Face masks and other equipment meant to protect against coronavirus are polluting our oceans
07/23/2020 // Franz Walker // Views

The fight against the ongoing Wuhan coronavirus pandemic seems to have had an unintended but worrying environmental consequence. Improperly disposed of personal protective equipment (PPE) is now finding its way into the world’s oceans.

Nonprofit group Operation Mer Propre – French for “Operation Clean Sea” – is warning that there could now be “more masks than jellyfish” in some of the world’s most popular diving destinations. More importantly, the nonprofit is stating that this could just be the beginning of a coronavirus waste problem.

PPE pollution in the oceans slowly building up

Operation Mer Propre, which conducts underwater clean-up operations in a number of beaches and dive spots along the French Riviera, is saying that discarded PPE has not become a problem of massive proportions, yet. It so far only represents five percent of all the waste the group collects during its clean-up dries.

The group warns, however, that the amount is likely to increase the more the world relies on singles-use masks, gloves and even bottles of hand sanitizer.

“If someone had alerted us to the problem of plastic bottles and plastic bags from the start, would we have continued?” Julie Hellec, a spokeswoman for Operation Mer Propre, told CNN.

According to Hellec, this year was the first time in the 15 years she’d been working with the group that she found discarded PPE during one of her clean-up dives.

For its part, the nonprofit now wants to raise awareness on how avoiding carelessly throwing PPEs away is crucial to keeping the oceans clean.


“A simple gesture like not throwing a glove on the ground is to save the planet,” said Hellec.

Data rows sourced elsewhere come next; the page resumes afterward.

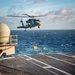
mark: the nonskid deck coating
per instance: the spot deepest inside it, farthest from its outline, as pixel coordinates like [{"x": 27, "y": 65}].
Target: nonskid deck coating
[{"x": 41, "y": 64}]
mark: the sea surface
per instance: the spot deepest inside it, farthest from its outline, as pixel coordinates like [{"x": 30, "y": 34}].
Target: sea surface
[{"x": 47, "y": 41}]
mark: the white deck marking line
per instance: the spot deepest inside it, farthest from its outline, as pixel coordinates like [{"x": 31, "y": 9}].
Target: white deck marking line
[
  {"x": 7, "y": 58},
  {"x": 61, "y": 60},
  {"x": 39, "y": 65},
  {"x": 64, "y": 54},
  {"x": 73, "y": 56},
  {"x": 48, "y": 65}
]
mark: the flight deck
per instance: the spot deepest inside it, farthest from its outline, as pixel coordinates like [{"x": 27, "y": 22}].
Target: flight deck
[{"x": 40, "y": 64}]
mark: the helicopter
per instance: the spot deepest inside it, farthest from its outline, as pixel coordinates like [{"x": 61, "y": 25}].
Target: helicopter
[{"x": 30, "y": 23}]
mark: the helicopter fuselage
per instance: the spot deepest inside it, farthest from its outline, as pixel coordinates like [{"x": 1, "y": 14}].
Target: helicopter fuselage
[{"x": 30, "y": 23}]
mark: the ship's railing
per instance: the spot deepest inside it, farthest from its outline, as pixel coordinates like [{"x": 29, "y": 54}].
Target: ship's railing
[{"x": 13, "y": 39}]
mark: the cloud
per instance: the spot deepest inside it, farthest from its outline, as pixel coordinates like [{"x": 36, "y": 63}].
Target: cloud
[
  {"x": 61, "y": 15},
  {"x": 38, "y": 1}
]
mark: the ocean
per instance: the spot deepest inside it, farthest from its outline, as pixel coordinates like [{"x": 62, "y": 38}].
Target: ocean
[{"x": 47, "y": 41}]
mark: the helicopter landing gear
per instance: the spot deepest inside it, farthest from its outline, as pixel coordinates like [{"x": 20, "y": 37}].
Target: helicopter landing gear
[{"x": 38, "y": 26}]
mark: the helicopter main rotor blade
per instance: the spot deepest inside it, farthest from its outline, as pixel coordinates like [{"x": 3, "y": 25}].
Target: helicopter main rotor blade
[
  {"x": 34, "y": 16},
  {"x": 17, "y": 16}
]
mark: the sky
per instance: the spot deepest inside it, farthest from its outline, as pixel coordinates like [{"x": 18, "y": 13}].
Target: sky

In addition, she also encouraged people to use reusable PPE over disposable ones, even going as far as to call for a ban on the latter.

“Regarding COVID waste, of course, we must favor reusable masks and gloves and ban disposable,” she added.

Alarms about ocean pollution from PPEs have been raised before

This isn’t the first time that Operation Mer Propre has raised alarms about the dangers of ocean pollution from improperly disposed of PPEs. Last month, the nonprofit’s Joffrey Peltier also made a similar warning after an increase of improperly discarded PPEs such as facemasks was found during clean up dives along the Cote d’Azur.

In addition, other groups have also made similar warnings. Earlier this year, the nonprofit OceansAsia found discarded disposable masks along the beaches of Soko Island in Hong Kong.

“On a beach about 100 meters long, we found about 70,” said OceansAsia’s Gary Stokes. “And that’s on an uninhabited island in the middle of nowhere.”

Following this, Stokes checked other beaches in the area where he found a similar number of discarded masks.

“We’re finding them everywhere,” he said. “Ever since society started wearing masks, the cause and effects are being seen on the beaches.”

PPE pollution made worse by the problematic basic waste collection

With the global pandemic continuing to spread and the demand for PPEs continuing to grow, pollution from PPEs is a problem that people will have to face. According to some experts, however, this problem is made worse by the lack of proper waste collection in a number of places around the globe.

“In many places around the world the basic waste collection does not exist to manage that volume of waste, so unfortunately we are likely to see that waste finding its way downstream on beaches and in the ocean,” said Nick Mallow, a senior director with the nonprofit Ocean Conservancy.

“Even here in the United States, in the E.U., in other places around the world that have robust and sophisticated waste systems, we’re still seeing PPE littering roadways, washing down waterways,” he added.

Despite the challenges the ongoing pandemic places on top of an already growing garbage problem, experts are optimistic that this moment will help generate more awareness on the importance of good waste management.

According to the World Wildlife Fund’s Erin Simon, the pandemic will emphasize the importance of continuing work on addressing the garbage problem. Simon says that this moment puts into perspective the importance of individual actions towards reducing global garbage output.

“Not one of us owns the solution. We all have to work together and each of us has a unique role to play,” she said.